Tuesday, February 07, 2006

The Lord who didn't bark in the night

The website of the Islamic Society of North America is showing the text of a joint statement by "prominent New York City Imam and Chairman of the multi-faith Cordoba Initiative, Feisal Abdul Rauf" and the former Archbishop of Canterbury, Lord Carey of Clifton. It's worth showing this in full:

In our capacity as Muslim and Christian leaders committed to bridging the divides that separate our communities, and as members of the C-100 Coalition of the World Economic Forum, we are saddened and appalled by the cartoons, and the irresponsible actions of papers in Denmark in publishing them. Moreover, we view their subsequent republishing in various other European newspapers as gratuitous and insensitive.

While we recognize the importance of free speech and agree that religions should not be privileged in this regard, the publishing of such insulting cartoons is expectedly being seen by many around the world as an affront to a world faith.
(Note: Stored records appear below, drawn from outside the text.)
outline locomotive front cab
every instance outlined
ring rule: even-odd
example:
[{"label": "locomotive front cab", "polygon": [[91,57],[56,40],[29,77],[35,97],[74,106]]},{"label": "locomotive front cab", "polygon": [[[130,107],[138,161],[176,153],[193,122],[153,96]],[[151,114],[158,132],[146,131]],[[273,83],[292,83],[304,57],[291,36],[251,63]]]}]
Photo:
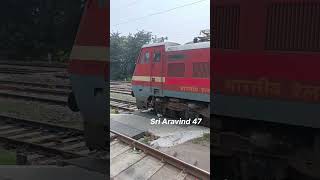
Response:
[{"label": "locomotive front cab", "polygon": [[150,54],[146,54],[146,52],[145,49],[141,48],[132,76],[132,96],[136,98],[136,105],[139,109],[147,108],[146,102],[149,97],[147,88],[149,67],[147,66],[147,62],[150,59]]},{"label": "locomotive front cab", "polygon": [[179,45],[172,42],[142,46],[132,77],[132,92],[139,109],[147,109],[153,97],[163,97],[165,82],[165,48]]}]

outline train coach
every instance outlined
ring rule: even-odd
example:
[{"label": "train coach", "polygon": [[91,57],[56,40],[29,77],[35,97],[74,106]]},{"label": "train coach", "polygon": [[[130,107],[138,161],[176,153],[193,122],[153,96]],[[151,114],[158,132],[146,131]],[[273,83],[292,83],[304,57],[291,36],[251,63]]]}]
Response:
[{"label": "train coach", "polygon": [[[320,2],[216,0],[213,14],[215,130],[290,157],[289,169],[320,178]],[[255,159],[246,163],[258,167]],[[256,175],[279,175],[284,167]]]},{"label": "train coach", "polygon": [[210,42],[144,45],[136,60],[132,90],[139,109],[182,118],[208,118]]}]

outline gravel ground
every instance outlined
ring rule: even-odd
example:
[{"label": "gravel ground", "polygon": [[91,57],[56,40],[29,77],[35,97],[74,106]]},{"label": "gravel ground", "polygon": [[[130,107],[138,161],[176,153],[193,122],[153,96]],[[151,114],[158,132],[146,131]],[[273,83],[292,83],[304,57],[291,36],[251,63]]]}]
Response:
[{"label": "gravel ground", "polygon": [[82,128],[80,113],[74,113],[68,107],[59,105],[0,98],[0,113],[33,121]]}]

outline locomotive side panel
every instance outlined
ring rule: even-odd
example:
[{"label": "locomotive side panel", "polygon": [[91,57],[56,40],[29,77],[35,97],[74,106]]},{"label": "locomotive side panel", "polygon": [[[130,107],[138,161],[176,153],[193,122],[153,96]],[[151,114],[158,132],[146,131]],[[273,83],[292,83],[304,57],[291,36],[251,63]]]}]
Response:
[{"label": "locomotive side panel", "polygon": [[210,101],[210,49],[167,52],[164,96]]},{"label": "locomotive side panel", "polygon": [[262,4],[215,7],[212,112],[320,128],[319,7]]},{"label": "locomotive side panel", "polygon": [[221,176],[319,179],[320,2],[216,2],[213,154],[230,165]]}]

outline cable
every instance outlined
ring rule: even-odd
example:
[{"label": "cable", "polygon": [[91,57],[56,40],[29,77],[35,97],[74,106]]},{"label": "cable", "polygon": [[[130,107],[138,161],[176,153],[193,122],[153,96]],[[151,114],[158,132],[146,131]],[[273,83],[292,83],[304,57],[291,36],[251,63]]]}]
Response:
[{"label": "cable", "polygon": [[122,23],[118,23],[118,24],[114,24],[112,26],[119,26],[119,25],[122,25],[122,24],[127,24],[127,23],[130,23],[130,22],[138,21],[140,19],[144,19],[144,18],[147,18],[147,17],[150,17],[150,16],[164,14],[164,13],[167,13],[167,12],[179,9],[179,8],[183,8],[183,7],[186,7],[186,6],[191,6],[191,5],[203,2],[203,1],[207,1],[207,0],[200,0],[200,1],[192,2],[192,3],[184,4],[184,5],[181,5],[181,6],[178,6],[178,7],[174,7],[174,8],[171,8],[171,9],[167,9],[167,10],[164,10],[164,11],[160,11],[160,12],[152,13],[152,14],[149,14],[149,15],[146,15],[146,16],[130,19],[128,21],[125,21],[125,22],[122,22]]}]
This only deepens the suspicion between the West and the Muslim world. At a time when the need for understanding has never been greater, it is sad to see some participate in willful fomentation while others tirelessly advocate for mutual respect and compassion.

In the aftermath of the commotion, we call for calm and peace, as it is firmly our belief that such actions only further prove the need to deepen the dialogue between our faiths and cultures.
(emphasis added)

Carey is the retired Archbishop. But retirement hasn't kept him out of public life. For example, in March 2004 (according to the Sydney Morning Herald) he
launched a trenchant attack on Islamic culture, saying it was authoritarian, inflexible and under-achieving.
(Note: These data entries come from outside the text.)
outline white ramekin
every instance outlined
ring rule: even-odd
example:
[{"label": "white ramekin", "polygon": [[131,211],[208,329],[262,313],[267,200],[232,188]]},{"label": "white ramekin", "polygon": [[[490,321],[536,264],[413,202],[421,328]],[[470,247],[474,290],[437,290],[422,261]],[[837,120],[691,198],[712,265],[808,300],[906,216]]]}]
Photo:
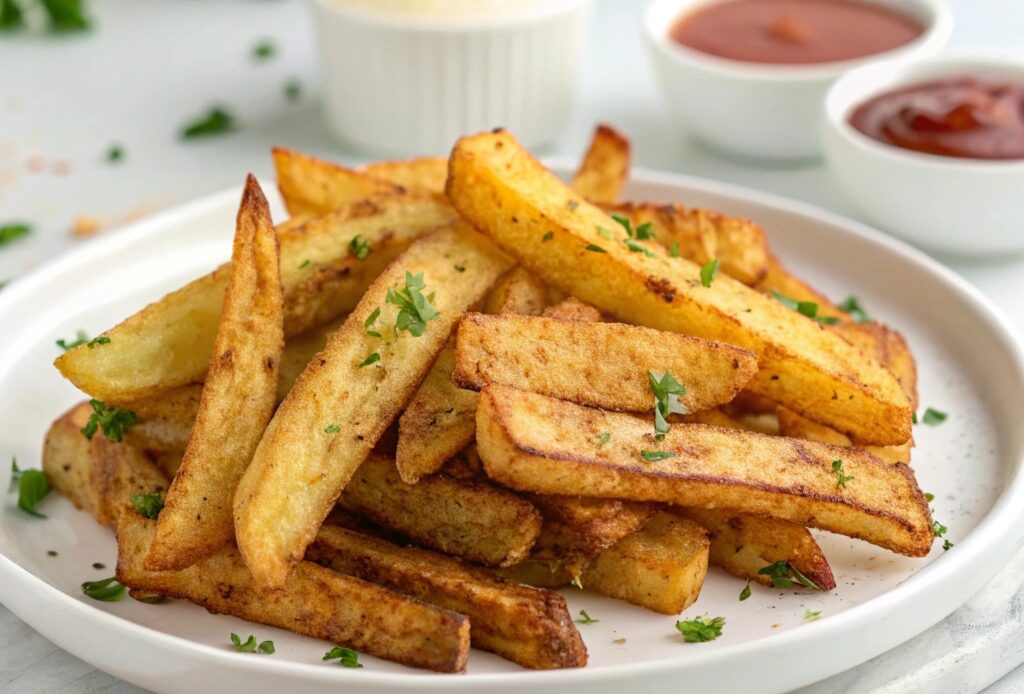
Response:
[{"label": "white ramekin", "polygon": [[467,19],[309,1],[327,120],[352,144],[446,154],[459,136],[502,126],[535,146],[569,115],[590,0]]},{"label": "white ramekin", "polygon": [[825,100],[825,158],[876,225],[911,243],[965,256],[1024,250],[1024,160],[960,159],[878,142],[850,125],[853,109],[901,86],[971,75],[1024,84],[1024,60],[943,56],[879,63],[844,75]]},{"label": "white ramekin", "polygon": [[837,77],[865,62],[937,53],[953,28],[944,0],[866,0],[905,12],[924,32],[892,51],[817,65],[728,60],[669,38],[680,15],[720,1],[655,0],[644,12],[643,28],[673,116],[699,139],[744,158],[819,156],[821,103]]}]

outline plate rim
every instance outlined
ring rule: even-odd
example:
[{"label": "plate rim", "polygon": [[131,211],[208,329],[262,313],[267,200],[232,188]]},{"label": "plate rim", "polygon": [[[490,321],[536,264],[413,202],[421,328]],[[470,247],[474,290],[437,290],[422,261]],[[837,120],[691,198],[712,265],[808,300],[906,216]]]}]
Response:
[{"label": "plate rim", "polygon": [[[545,164],[556,172],[571,171],[574,164],[566,158],[545,159]],[[270,179],[266,179],[269,183]],[[958,294],[965,297],[979,319],[988,324],[994,336],[1000,339],[1006,348],[1008,358],[1015,367],[1018,381],[1024,382],[1024,347],[1016,329],[1002,311],[995,306],[980,290],[968,283],[952,270],[941,265],[924,252],[908,244],[887,236],[867,224],[835,212],[825,210],[811,203],[794,200],[773,193],[754,190],[732,183],[715,181],[668,171],[646,168],[634,168],[630,182],[636,184],[663,185],[685,188],[704,194],[719,195],[737,200],[774,208],[782,213],[792,214],[817,223],[834,227],[839,233],[856,237],[859,241],[875,246],[889,254],[901,256],[902,259],[921,266],[923,270],[937,276],[947,285],[951,285]],[[159,233],[162,229],[175,224],[187,223],[187,220],[200,216],[204,212],[220,209],[233,202],[240,194],[241,187],[233,186],[225,190],[210,193],[199,198],[175,205],[158,212],[136,223],[112,232],[108,235],[91,240],[78,248],[72,248],[48,262],[12,280],[3,292],[0,292],[0,315],[9,305],[30,295],[32,290],[48,281],[54,274],[64,268],[94,262],[97,257],[117,252],[124,247],[142,241],[149,235]],[[11,349],[8,347],[7,349]],[[3,350],[6,352],[7,350]],[[1012,454],[1012,452],[1011,452]],[[1015,508],[1016,507],[1016,508]],[[1016,470],[1003,485],[1002,491],[995,499],[991,509],[978,522],[972,531],[957,544],[957,552],[947,554],[929,565],[914,572],[905,581],[893,589],[870,600],[845,610],[827,620],[820,620],[801,626],[799,629],[782,633],[768,634],[764,637],[733,646],[718,649],[702,655],[702,668],[721,667],[723,663],[735,664],[740,656],[749,657],[750,650],[757,648],[762,658],[782,656],[801,644],[821,641],[823,639],[849,636],[861,629],[877,623],[891,615],[895,605],[907,604],[912,600],[935,597],[935,593],[949,582],[957,582],[961,586],[958,596],[946,599],[942,608],[935,612],[937,616],[929,617],[924,626],[903,627],[887,630],[886,635],[873,638],[867,648],[861,647],[852,661],[846,659],[839,668],[828,665],[829,673],[836,674],[854,667],[879,655],[880,653],[903,643],[923,632],[931,625],[941,621],[953,610],[966,602],[978,588],[986,583],[1005,563],[998,559],[1000,548],[1007,549],[1024,539],[1024,451],[1018,451]],[[1015,522],[1016,521],[1016,522]],[[939,566],[939,562],[942,565]],[[979,570],[979,566],[984,568]],[[317,668],[312,663],[298,663],[284,660],[245,658],[244,655],[233,654],[214,646],[165,633],[156,628],[137,624],[116,614],[97,610],[87,603],[52,586],[46,580],[32,574],[13,559],[0,553],[0,602],[7,605],[13,613],[24,620],[33,629],[36,626],[32,617],[22,614],[16,599],[18,590],[30,589],[41,591],[37,597],[45,599],[52,605],[62,609],[74,610],[77,616],[86,620],[100,620],[107,628],[120,631],[125,638],[145,639],[154,648],[170,649],[172,653],[182,650],[190,652],[194,657],[213,663],[228,666],[225,675],[230,675],[235,667],[243,667],[256,673],[298,676],[306,681],[327,684],[350,684],[377,687],[394,687],[396,689],[415,686],[420,689],[464,689],[472,687],[506,686],[530,684],[534,686],[580,686],[585,684],[609,684],[637,676],[657,677],[682,674],[687,670],[689,662],[685,656],[661,658],[649,662],[628,663],[602,668],[579,668],[549,671],[513,671],[501,673],[479,673],[464,677],[437,677],[433,673],[419,672],[374,672],[374,671],[340,671],[338,669]],[[61,648],[78,655],[74,644],[58,643]],[[241,658],[237,662],[232,658]],[[226,660],[224,660],[227,658]],[[821,677],[801,681],[808,684]]]}]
The Australian newspaper continued:
In a speech that will upset sensitive relations between the faiths, he denounced moderate Muslims for failing unequivocally to condemn the "evil" of suicide bombers.

He attacked the "glaring absence" of democracy in Muslim countries, suggested that they had contributed little of major significance to world culture for centuries and criticised the Islamic faith.
He urged Europeans and Americans to resist claims that Islamic states were morally, spiritually and culturally superior.

"Although we owe much to Islam handing on to the West many of the treasures of Greek thought, the beginnings of calculus, Aristotelian thought during the period known in the West as 'the dark ages', it is sad to relate that no great invention has come for many hundred years from Muslim countries," he said.
Dr Carey said that moderate Muslims must "resist strongly" the taking over of Islam by radical activists "and to express strongly, on behalf of the many millions of their co-religionists, their abhorrence of violence done in the name of Allah.
"During my time as archbishop, this was my constant refrain: that the welcome we have given to Muslims in the West, with the accompanying freedom to worship freely and build their mosques, should be reciprocated in Muslim lands," he said.

And in October 2005 he changed tack slightly. According to The Telegraph:
Muslims and members of other religions should get used to being mocked, the former Archbishop of Canterbury said yesterday.

Lord Carey of Clifton said he passionately believed it was good for members of a religion to have their faith criticised on certain occasions.
Lord Carey said he wanted to live in a society where people were sensitive to the feelings of others.

"But in being sensitive, what we mustn't do is create a society in which certain stories are not told," Lord Carey told a news conference.
following the publication of Salman Rushdie's book Satanic Verses, Muslim groups came to him asking him to support their campaign against the novel.

"They were very offended by Satanic Verses but I said you are living in a country and civilisation where we are quite used to this," he said.

"They say: 'Why as a Christian don't you condemn the Life of Brian?' I said: 'I love the film and I think it is good for religion to be knocked, to be criticised, to be challenged because we have done a lot of damage in the past'.

"We know religion is a force for good but I don't want to control a writer not to criticise me, because I may need that criticism.

"The Church of England is a broad church, we are used to being mocked. I do believe passionately in this."

In what's turning out to be a shameful week for the Anglican Church, Carey's turnabout here, his moral failure to defend artists whose lives are under threat, is contemptible. He joins the growing list of public figures who are demonstrating that, in order to get the establishment on your side, all you have to do is be exceedingly violent.